ColCarroll commented 6 years ago

Cool library! I included a few attributions where I grabbed some regexes or patterns from https://github.com/codelucas/newspaper, which seems like a pretty popular library for this sort of thing (article-date-extractor also uses some of those strategies). I would say our extractor is slightly ahead of theirs for most metrics, which is exciting!

hroberts commented 6 years ago

In my experience, external libraries do less well than advertised with our data because we collect a much wider range of types of data. A lot of the newspaper type libraries focus on big, typically newsy sites like the nyt, but our code has to handle a broader array of sites, many of which are goofier and less structured. But that doesn't mean that we can't use and learn from the other libraries. And sometimes they do work better than our own stuff (as with the python-readability library that we replaced our hand rolled extraction code with a couple of years ago).

On Tue, Oct 17, 2017 at 9:37 AM, Colin notifications@github.com wrote:

Cool library! I included a few attributions https://github.com/berkmancenter/mediacloud/blob/py_date_guesser/mediacloud/mediawords/date_guesser/urls.py#L11 where I grabbed some regexes or patterns from https://github.com/codelucas/newspaper, which seems like a pretty popular library for this sort of thing (article-date-extractor also uses some of those strategies). I would say our extractor is slightly ahead of theirs for most metrics, which is exciting!

— You are receiving this because you modified the open/close state. Reply to this email directly, view it on GitHub https://github.com/berkmancenter/mediacloud/issues/198#issuecomment-337251541, or mute the thread https://github.com/notifications/unsubscribe-auth/ABvvT3PVsIQAjvi6mENPj4EWifoq6Nhoks5stLuZgaJpZM4PsPn1 .

-- Hal Roberts Fellow Berkman Klein Center for Internet & Society Harvard University

ColCarroll commented 6 years ago

On 100 randomly sampled articles you sent, here are the scores of the code on the branch compared with the date labels you provided.
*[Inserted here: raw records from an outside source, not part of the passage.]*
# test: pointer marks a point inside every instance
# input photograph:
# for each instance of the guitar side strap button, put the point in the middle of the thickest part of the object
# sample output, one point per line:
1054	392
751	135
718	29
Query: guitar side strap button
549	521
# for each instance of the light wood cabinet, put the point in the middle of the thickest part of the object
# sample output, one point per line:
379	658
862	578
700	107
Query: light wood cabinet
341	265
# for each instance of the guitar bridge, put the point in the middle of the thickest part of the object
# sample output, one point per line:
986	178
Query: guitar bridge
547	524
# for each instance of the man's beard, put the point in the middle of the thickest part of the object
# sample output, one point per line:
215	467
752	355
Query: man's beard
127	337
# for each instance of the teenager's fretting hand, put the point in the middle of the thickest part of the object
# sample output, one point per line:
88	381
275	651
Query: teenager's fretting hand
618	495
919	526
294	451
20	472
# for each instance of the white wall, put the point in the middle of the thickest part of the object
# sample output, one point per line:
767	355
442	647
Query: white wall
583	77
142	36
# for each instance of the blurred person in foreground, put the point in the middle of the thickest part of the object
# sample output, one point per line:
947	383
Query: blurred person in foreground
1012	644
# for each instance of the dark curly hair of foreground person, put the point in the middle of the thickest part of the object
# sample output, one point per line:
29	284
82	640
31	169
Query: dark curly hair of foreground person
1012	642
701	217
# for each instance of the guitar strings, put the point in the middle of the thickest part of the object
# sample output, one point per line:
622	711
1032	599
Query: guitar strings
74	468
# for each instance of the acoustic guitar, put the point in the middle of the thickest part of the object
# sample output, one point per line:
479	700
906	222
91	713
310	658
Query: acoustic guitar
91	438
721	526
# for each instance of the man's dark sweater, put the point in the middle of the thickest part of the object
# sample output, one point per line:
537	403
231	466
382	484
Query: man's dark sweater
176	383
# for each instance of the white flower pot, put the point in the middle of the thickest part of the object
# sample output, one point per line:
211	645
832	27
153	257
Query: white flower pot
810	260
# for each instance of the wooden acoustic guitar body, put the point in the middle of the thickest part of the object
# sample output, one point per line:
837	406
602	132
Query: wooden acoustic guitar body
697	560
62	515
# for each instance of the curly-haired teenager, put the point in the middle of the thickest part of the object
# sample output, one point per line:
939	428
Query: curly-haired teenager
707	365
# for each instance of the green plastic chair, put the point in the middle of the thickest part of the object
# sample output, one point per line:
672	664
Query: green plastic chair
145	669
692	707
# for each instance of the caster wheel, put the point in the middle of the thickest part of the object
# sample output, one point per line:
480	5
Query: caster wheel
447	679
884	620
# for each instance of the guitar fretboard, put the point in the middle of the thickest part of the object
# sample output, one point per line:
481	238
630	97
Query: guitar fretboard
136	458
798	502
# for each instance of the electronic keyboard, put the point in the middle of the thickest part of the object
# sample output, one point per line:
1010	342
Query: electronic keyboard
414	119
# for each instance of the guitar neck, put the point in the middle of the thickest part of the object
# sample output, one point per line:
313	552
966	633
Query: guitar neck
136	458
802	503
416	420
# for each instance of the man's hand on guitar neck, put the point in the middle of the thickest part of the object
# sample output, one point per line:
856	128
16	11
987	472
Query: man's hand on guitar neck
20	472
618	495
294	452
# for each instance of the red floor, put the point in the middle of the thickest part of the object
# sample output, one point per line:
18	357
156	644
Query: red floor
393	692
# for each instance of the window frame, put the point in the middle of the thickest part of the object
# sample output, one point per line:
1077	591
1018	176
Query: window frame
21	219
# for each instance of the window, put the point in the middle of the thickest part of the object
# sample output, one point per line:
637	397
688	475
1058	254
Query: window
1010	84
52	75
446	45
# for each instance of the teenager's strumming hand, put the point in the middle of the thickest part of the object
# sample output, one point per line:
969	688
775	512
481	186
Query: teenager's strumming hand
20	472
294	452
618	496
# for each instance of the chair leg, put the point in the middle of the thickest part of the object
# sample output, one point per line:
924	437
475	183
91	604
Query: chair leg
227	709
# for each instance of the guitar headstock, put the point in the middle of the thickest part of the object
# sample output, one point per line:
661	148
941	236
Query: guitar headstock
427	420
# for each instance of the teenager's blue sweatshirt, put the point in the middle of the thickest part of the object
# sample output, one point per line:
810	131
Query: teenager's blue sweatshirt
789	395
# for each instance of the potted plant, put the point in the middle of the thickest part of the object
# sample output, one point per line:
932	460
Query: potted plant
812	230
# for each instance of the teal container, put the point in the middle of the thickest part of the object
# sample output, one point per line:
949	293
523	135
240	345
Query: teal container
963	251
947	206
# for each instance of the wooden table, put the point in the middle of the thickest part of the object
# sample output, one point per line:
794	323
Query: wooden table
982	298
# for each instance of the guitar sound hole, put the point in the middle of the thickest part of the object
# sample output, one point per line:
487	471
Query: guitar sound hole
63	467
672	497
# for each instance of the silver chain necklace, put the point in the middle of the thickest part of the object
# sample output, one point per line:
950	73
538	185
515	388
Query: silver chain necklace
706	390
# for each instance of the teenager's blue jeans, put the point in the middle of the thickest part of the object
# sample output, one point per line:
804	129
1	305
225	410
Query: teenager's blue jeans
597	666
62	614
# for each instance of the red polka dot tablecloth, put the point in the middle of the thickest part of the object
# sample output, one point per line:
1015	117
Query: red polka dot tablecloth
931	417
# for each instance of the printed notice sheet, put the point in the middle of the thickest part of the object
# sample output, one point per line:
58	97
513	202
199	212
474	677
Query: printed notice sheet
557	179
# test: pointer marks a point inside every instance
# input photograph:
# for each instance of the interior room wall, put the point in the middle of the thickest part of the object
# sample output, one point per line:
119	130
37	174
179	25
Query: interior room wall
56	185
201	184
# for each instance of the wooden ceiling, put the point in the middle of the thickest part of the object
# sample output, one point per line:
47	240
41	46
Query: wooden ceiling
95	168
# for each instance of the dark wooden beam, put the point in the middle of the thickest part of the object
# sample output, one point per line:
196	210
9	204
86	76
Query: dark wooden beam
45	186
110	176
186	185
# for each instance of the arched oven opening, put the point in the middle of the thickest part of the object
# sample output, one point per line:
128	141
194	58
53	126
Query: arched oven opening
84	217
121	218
The keys in the dictionary are the number of days off it can be: a label of January 15 for an article from January 10 would be correct for "7" and "15", but wrong for "1". If the article should not have been labelled (landing pages, tag pages, ...), then it would only be correct if it was marked None. Happy to share the training data. It has a surprising number of cookie recipes!

{
  "1": {
    "new": 76,
    "current": 53
  },
  "7": {
    "new": 79,
    "current": 57
  },
  "15": {
    "new": 83,
    "current": 57
  }
}
hroberts commented 6 years ago

Hi Colin,

This is great progress! The old date guessing stuff has indeed aged poorly, and your improvements look to have at least gotten us back to about the point we were initially. The new code is also cleaner and more pleasant to edit, which should help us keep it more up to date.

Some comments after scanning through your code:

ColCarroll commented 6 years ago

Did you ditch the 'use the first date in the text' method altogether?

It depends on the false positive rate we're looking for -- the current method looks pretty good at not labelling articles that it should not label. More on this below.

It looks to me like you are scanning through all of the methods and choosing the one that provides the most specific date... Ignoring the accuracy preference, it looks to me like the code actually reverses the order of preference for the methods.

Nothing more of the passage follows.